After these treatments, the patients were able to wear the device for 24 hours and it guaranteed the health of the oral and perioral tissue.
The most common disadvantages of preventive intraoral devices are the design that may cause fungal infections, extensive laboratory time, and difficulty in daily oral care. Also frequent adjustments are required and heavy biting forces added to poor cooperation may interfere with impression taking.
These devices extend to the vestibule area and the splint that creates an open bite increases the drooling habit with a consequent fungal infection of chin dermis. Cemented splint requires an extensive laboratory work, daily hygiene care is difficult, and the demineralization of the teeth is frequent.
The presence of metal clasps can make the placement of device more difficult. The intraoral impression is necessary to create a device customized for each individual case.
Some patients with LNS show a degree of collaboration to allow the intraoral alginate impression, in other LNS patients is impossible to have a degree of cooperation on making the intraoral impression; in fact sedation is sometime necessary.
The use of putty-type vinyl polysiloxane impression material or quick alginate to overcome the insufficient patient’s collaboration that makes the intraoral impression very difficult is suggested. It is possible to obtain greater patient’s collaboration thanks to behavioral modification and persuasive capacity of family and operators.
The simple intraoral device presented by Gaslini operators is easy to fabricate; it is a mouthguard realized by thermoforming disc and characterized by two different matrices: hard and soft. The hard matrix guarantees a good retention, so during the cementation, the head straps, the splint extension to vestibule area, and the metal clasps are not necessary to give stability. The soft matrix protects the oral and perioral tissue from traumatic bite. The double matrix device is readily removed for everyday cleaning and the placement is also comfortable. The bite is very thin, it permits that the patient can wear the mouthguard all day, also during the meals, and consequently the drooling habit is not accentuated. The device is built on the patient plaster model; it can be customized for each individual case. Heavy biting force and poor patient’s collaboration may interfere with impression taking.
In the case described here the first impression to create an individual impression trays was taken and a second one to fabricate the device.
It was possible because the patient was collaborative; he modified his behaviour. Also the work was simplified by the use of quick alginate.
In a second moment, the mucosal flange was reduced to prevent dispositive removal caused by the tongue.
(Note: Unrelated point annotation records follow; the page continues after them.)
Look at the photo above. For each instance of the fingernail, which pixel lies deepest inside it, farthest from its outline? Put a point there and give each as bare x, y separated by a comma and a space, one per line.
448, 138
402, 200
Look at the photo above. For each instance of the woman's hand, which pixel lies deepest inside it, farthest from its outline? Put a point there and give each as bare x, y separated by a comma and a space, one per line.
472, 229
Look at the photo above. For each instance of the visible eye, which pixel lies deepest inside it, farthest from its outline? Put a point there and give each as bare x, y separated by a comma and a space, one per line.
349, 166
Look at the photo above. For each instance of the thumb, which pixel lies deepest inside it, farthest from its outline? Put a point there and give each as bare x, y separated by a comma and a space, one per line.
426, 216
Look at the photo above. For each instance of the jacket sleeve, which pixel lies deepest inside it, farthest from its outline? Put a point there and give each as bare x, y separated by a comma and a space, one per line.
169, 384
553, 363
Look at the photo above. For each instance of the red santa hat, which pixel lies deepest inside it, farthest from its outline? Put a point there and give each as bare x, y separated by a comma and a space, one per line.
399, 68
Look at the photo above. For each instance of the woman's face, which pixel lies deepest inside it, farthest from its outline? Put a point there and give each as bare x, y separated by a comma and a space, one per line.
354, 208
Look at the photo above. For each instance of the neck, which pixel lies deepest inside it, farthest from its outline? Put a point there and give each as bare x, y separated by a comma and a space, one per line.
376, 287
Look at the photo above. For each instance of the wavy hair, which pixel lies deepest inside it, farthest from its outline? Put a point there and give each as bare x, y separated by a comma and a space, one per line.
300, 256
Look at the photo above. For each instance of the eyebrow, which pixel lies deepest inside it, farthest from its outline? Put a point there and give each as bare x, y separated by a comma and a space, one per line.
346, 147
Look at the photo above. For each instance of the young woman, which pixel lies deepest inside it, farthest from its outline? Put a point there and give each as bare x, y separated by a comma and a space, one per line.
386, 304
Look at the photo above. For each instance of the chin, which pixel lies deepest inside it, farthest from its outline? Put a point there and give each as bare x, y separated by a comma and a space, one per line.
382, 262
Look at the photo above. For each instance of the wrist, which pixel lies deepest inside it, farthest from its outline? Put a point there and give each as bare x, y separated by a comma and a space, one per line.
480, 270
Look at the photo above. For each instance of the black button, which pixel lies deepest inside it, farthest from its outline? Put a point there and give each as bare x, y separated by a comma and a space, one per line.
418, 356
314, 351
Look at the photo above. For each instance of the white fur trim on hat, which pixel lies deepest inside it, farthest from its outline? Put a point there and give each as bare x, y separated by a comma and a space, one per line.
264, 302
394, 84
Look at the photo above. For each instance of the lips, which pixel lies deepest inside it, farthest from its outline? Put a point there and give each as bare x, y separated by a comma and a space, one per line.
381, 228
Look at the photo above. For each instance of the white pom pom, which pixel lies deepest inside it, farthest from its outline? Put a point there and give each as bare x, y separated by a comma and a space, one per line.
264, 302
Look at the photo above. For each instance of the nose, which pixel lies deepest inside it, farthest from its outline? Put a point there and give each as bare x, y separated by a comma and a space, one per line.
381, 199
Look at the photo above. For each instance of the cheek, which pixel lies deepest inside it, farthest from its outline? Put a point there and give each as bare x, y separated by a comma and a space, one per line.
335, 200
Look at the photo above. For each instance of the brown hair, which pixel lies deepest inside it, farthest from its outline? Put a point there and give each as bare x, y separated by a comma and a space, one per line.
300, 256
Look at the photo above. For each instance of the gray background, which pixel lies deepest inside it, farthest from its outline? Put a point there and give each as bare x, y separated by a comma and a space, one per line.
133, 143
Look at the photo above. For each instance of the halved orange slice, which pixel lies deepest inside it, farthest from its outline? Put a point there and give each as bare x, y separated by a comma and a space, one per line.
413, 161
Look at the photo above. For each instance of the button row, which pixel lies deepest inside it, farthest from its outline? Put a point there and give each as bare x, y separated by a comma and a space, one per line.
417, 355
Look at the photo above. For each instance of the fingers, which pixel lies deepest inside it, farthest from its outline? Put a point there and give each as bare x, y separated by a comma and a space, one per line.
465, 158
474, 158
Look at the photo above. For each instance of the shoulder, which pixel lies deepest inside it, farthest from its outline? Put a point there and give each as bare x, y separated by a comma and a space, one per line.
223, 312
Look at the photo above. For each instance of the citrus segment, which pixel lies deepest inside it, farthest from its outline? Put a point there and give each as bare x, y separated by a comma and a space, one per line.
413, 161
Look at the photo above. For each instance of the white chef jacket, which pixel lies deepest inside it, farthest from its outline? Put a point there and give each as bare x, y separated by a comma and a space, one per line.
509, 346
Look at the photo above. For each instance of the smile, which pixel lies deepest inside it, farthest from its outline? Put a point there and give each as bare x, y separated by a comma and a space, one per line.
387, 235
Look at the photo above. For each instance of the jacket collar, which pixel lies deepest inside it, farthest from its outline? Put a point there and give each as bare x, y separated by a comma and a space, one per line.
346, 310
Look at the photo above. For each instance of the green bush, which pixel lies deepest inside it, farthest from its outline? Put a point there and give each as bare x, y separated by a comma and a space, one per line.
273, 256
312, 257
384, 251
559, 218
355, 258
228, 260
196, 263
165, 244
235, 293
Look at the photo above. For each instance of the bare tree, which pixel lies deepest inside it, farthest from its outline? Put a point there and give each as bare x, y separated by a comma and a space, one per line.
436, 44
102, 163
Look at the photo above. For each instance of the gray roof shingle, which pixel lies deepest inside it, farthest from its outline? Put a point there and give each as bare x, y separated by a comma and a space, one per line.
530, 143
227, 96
The efficacy of this device was observed during a period of about 7 years. During these years self-inflicted oral and/or perioral mutilations did not happen. The major difficulties encountered during this therapy are as follows:(i)necessity of modifying the dispositive to adapt it to the mouth changes,(ii)risk of small cracks on the occlusal resin bite that must be often repaired.
In conclusion the literature analysis demonstrates that the intraoral appliances, despite some limitations, can represent a good alternative option to invasive treatment and a good choice of therapy to limit and to prevent self-mutilative behavior in LNS patients.
The thin resin mouthguard described was successfully employed to prevent self-mutilation of oral and perioral structures. It represented a conservative solution and a good alternative option to invasive treatment of extracting the teeth or of orthognathic surgery.
In addition, the device is easy to build and is well accepted by patient. A good choice of treatment for improving the quality of life of these patients can be represented.
Conflict of Interests
The authors declare that there is no conflict of interests regarding the publication of this paper.